Since we read Walter Benjamin before Karl Marx, I am reminded strongly of Benjamin as I'm reading Marx. But one of the fascinating things is that Marx doesn't sound evil or extreme; he sounds like he is genuinely trying to improve the class of society. Ideology, he says, makes up the central backbone of society. "The ideas of the ruling class are in every epoch the ruling ideas: i.e., the class which is the ruling material force of society is at the same time its ruling intellectual force." (Engels, Marx, 39) Of course, as long as the "ruling class" remains in place, hegemony cannot be avoided; and even within the class of passivity and receptiveness, the rift that develops between those who are passive and those who lean toward the side of opposition, these vanish with the appearance of the popular ideals, because the ruling class' power is so dominant over the power of this minute, insignificant subgroup of ideas.
I like his general principle--it is not to make everyone the same, but to decimate the dominating power of the universal idea accepted by the masses (which is put in place by the dominating, ruling class but does not represent all of its constituents).
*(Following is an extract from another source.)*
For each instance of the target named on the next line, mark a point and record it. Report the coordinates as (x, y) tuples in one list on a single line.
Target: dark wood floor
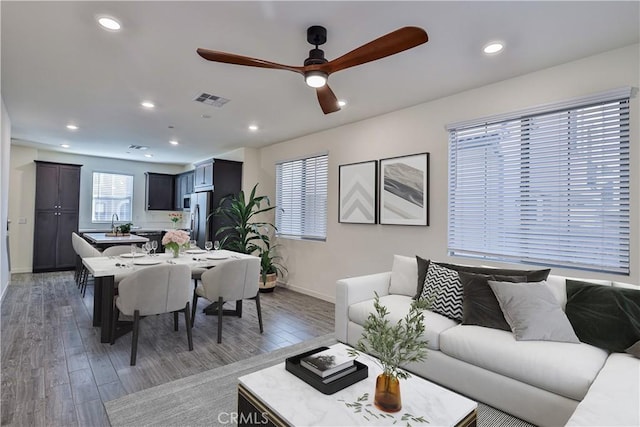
[(55, 371)]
However, he does go wrong with his methods. In his ideology, he empowers the differing class to rise to the position of the ruling class. “Its victory, therefore, benefits also many individuals of other classes which are not winning a dominant position, but only insofar as it now enables these individuals to raise themselves into the ruling class.” (Marx, 40) Now, this advantage puts everyone at a disadvantage; now, we still have one dominant class with mass reproduced ideas and a universal ideology. True, there is not more than one class of people, but neither is there power for the dominant class. The dominant class must be dumbed down for both the original dominating class and the “new ruling class.” Marx argues that as soon as class and distinctions no longer exist, and essentially capitalism is no longer in place, that general interest need not be represented as “ruling,” then the ruling of the class can be disintegrated. I would imagine he would support Lyotard, in theory, with his ideas of metanarratives, and decentralicized society, but in practicality, he is not postmodern; post-modern exists in difference and history and in the fact that there should be plenty of roles in one hand. Although Marx talks a good game about letting everyone possess consciousness and the “doctrine of the separation of powers,” what he really describes is getting rid of the individual stories and force-feeding law down people’s throats—at gun point.